Nanshu Lu, Ph.D., an associate professor of engineering at UT-Austin, told Inside Digital Health™ that the device required three major innovations. The first was a “cut-and-paste” fabrication process to facilitate the manufacturing and prototyping of the e-tattoos.
Next, researchers created a dual-sensor noise-cancellation strategy, which makes it possible to conduct the seismocardiography in a mobile setting.
Finally, Lu and colleagues discovered a correlation between systolic time interval and blood pressure that enabled the e-tattoo to track blood pressure in a comprehensive but noninvasive way.
Those innovations enable clinicians to get ECG and SCG readings over long periods of time without significant discomfort to the patient. Obtaining ECG and SCG data simultaneously also gives cardiologists a more robust picture of a patient’s cardiac health, Lu said. It all translates to less time in the clinic for patients and a lower cost to the healthcare system.

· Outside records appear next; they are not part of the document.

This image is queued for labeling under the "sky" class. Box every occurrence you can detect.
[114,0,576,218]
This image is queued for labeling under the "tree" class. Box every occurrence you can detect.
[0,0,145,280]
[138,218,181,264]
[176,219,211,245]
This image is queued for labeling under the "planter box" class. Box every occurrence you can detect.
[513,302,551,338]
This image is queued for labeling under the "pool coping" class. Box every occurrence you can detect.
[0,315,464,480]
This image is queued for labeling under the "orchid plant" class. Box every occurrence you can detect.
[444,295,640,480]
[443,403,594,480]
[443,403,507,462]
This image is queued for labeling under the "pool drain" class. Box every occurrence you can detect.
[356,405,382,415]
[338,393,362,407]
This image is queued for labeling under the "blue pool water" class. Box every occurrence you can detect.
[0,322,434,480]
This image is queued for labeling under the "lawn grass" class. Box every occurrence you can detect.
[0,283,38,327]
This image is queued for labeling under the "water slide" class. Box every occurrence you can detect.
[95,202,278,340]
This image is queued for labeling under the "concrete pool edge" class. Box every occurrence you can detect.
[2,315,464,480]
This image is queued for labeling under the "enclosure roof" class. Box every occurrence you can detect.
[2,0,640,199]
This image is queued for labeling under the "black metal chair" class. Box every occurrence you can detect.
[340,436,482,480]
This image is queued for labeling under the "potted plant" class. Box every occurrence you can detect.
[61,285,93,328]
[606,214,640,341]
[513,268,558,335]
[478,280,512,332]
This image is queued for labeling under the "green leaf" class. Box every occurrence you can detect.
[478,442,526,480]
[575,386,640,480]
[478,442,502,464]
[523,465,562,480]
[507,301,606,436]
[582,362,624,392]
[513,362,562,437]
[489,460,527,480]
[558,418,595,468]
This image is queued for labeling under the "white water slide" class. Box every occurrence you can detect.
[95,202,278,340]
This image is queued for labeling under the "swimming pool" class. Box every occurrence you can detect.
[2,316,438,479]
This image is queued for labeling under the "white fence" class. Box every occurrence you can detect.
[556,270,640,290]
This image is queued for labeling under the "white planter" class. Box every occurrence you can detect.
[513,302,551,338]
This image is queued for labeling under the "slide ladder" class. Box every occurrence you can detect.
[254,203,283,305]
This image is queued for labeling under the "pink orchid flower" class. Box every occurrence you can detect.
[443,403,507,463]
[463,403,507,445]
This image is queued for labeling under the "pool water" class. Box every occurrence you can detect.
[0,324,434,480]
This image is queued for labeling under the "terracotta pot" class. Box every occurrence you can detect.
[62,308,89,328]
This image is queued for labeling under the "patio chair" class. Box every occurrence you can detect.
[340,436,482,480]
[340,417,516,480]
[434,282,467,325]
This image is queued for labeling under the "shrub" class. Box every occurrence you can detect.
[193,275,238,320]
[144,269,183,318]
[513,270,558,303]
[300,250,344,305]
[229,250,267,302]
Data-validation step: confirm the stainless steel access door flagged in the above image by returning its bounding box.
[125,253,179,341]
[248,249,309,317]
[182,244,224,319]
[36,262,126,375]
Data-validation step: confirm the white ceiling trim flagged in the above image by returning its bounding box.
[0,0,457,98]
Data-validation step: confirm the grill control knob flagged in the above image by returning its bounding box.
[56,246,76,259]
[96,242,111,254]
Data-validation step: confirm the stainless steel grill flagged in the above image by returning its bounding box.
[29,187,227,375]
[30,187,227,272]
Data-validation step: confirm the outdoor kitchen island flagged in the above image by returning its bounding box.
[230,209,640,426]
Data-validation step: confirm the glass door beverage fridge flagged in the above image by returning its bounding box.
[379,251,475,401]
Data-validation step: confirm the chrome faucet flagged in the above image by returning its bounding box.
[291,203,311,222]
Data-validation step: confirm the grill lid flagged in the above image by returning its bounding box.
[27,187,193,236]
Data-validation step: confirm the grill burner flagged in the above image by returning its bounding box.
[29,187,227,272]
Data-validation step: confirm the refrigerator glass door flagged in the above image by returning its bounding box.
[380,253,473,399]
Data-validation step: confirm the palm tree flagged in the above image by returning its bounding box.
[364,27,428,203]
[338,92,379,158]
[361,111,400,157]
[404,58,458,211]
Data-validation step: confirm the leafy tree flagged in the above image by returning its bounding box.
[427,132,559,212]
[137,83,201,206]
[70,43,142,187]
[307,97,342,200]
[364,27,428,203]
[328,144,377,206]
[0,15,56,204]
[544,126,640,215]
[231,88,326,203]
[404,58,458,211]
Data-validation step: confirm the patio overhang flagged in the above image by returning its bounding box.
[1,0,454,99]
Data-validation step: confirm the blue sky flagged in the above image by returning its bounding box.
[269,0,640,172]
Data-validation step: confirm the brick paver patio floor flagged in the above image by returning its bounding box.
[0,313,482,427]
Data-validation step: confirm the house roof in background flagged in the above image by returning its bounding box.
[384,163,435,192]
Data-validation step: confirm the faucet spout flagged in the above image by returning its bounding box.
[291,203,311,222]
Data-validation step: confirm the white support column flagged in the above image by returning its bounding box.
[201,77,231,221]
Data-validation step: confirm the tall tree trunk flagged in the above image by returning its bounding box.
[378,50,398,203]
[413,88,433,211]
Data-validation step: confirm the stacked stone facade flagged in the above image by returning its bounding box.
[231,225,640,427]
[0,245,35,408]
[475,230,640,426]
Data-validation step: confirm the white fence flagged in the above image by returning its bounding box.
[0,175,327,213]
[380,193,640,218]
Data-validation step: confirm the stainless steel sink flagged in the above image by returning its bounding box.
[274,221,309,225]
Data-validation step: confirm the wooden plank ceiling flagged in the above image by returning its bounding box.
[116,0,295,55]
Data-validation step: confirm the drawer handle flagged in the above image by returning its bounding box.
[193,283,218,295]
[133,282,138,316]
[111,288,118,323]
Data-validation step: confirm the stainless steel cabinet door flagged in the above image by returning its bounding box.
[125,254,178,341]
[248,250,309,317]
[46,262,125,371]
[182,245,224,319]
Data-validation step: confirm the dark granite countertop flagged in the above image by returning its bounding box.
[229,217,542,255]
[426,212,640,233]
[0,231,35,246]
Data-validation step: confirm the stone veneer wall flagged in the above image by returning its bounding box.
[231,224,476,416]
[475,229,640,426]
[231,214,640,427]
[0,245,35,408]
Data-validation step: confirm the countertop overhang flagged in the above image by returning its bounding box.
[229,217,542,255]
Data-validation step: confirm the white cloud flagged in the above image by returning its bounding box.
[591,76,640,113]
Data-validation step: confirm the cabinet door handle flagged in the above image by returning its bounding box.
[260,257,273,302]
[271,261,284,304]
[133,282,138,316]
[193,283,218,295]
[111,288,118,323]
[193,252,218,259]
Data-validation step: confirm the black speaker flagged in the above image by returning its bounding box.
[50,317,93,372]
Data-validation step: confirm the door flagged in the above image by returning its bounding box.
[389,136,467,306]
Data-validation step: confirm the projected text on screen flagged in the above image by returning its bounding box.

“The material and fabrication cost of our dual-mode e-tattoos are orders of magnitude lower than state-of-the-art Holter system (for ECG measurement) and stethoscope (for (phonocardiogram) measurement, which is also chest mechanical vibration but a higher frequency than SCG,” she said.
The device contains 3D image correlation technology that maps chest vibrations and can help determine the best chest location on which to place to the e-tattoo.
While the prototype exists, Lu said she and her team are working on next steps before the device can be commercialized. They have developed a smartphone app that stores data and provides heartbeat visualization. Now, they are working to improve the app’s data storage and collection. They are also trying to extend the amount of time the device can be remotely powered to allow for longer periods of data collection.
But Lu said her team is close to being finished.
“With that, we are in discussions with a major pharmaceutical company to validate our ECG and SCG e-tattoo first on non-human primates and hopefully, eventually, on human subjects,” she said.
According to the Centers for Disease Control and Prevention, one in every four deaths (about 630,000 per year) is the result of heart disease. That carries a cost of $200 billion per year in healthcare spending and lost productivity.
The work is funded by the Office of Naval Research, the Air Force Office of Scientific Research, the National Science Foundation and the National Institutes of Health.